He believe if we actually do find signs of life on Mars or any other planet then it is not a cause for celebration, and most people fail to realize this. Meaning that he hopes we find no life outside earth. The writer whoever hopes that these great filters are all behind us. The more advanced the stages of these dead life forms are, the greater the danger to our own existence, since if it happened out there then what is there to tell us that it won't happen here? It shows that there are what he calls "Great Filters" (basically catastrophes) that could easily wipe out intelligent (or what could go on to become intelligent) life in its infancy. Yet the writer concludes that this is very bad news. The bestseller Superintelligence, and FHI’s work on AI, has changed the global conversation on the future of machine intelligence, helping to stimulate the emergence of a new field of technical research on scalable AI control.īasically the argument is that if one finds signs of life on Mars (a planet very close to earth) then the chances of life existing on other planet would be greater, since it shows that it evolutionary process is in fact not very improbable. Nick is best known for his work on existential risk, the anthropic principle, human enhancement ethics, the simulation argument, artificial intelligence risks, the reversal test, and practical implications of consequentialism. During his time in London, Bostrom also did some turns on London’s stand-up comedy circuit.

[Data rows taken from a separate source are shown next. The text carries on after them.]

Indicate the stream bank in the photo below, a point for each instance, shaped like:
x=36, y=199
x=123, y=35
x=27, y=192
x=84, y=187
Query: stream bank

There have been more than 100 translations and reprints of his works. His writings have been translated into 24 languages. He has been listed on Foreign Policy's Top 100 Global Thinkers list twice and he was included on Prospect magazine's World Thinkers list, the youngest person in the top 15 from all fields and the highest-ranked analytic philosopher. Gannon Award (one person selected annually worldwide from the fields of philosophy, mathematics, the arts and other humanities, and the natural sciences). In 2000, he was awarded a PhD in Philosophy from the London School of Economics. He is the author of some 200 publications, including Anthropic Bias (Routledge, 2002), Global Catastrophic Risks (ed., OUP, 2008), Human Enhancement (ed., OUP, 2009), and Superintelligence: Paths, Dangers, Strategies (OUP, 2014), a New York Times bestseller.īostrom holds bachelor degrees in artificial intelligence, philosophy, mathematics and logic followed by master’s degrees in philosophy, physics and computational neuroscience.

He also directs the Strategic Artificial Intelligence Research Center. Nick Bostrom is Professor at Oxford University, where he is the founding Director of the Future of Humanity Institute.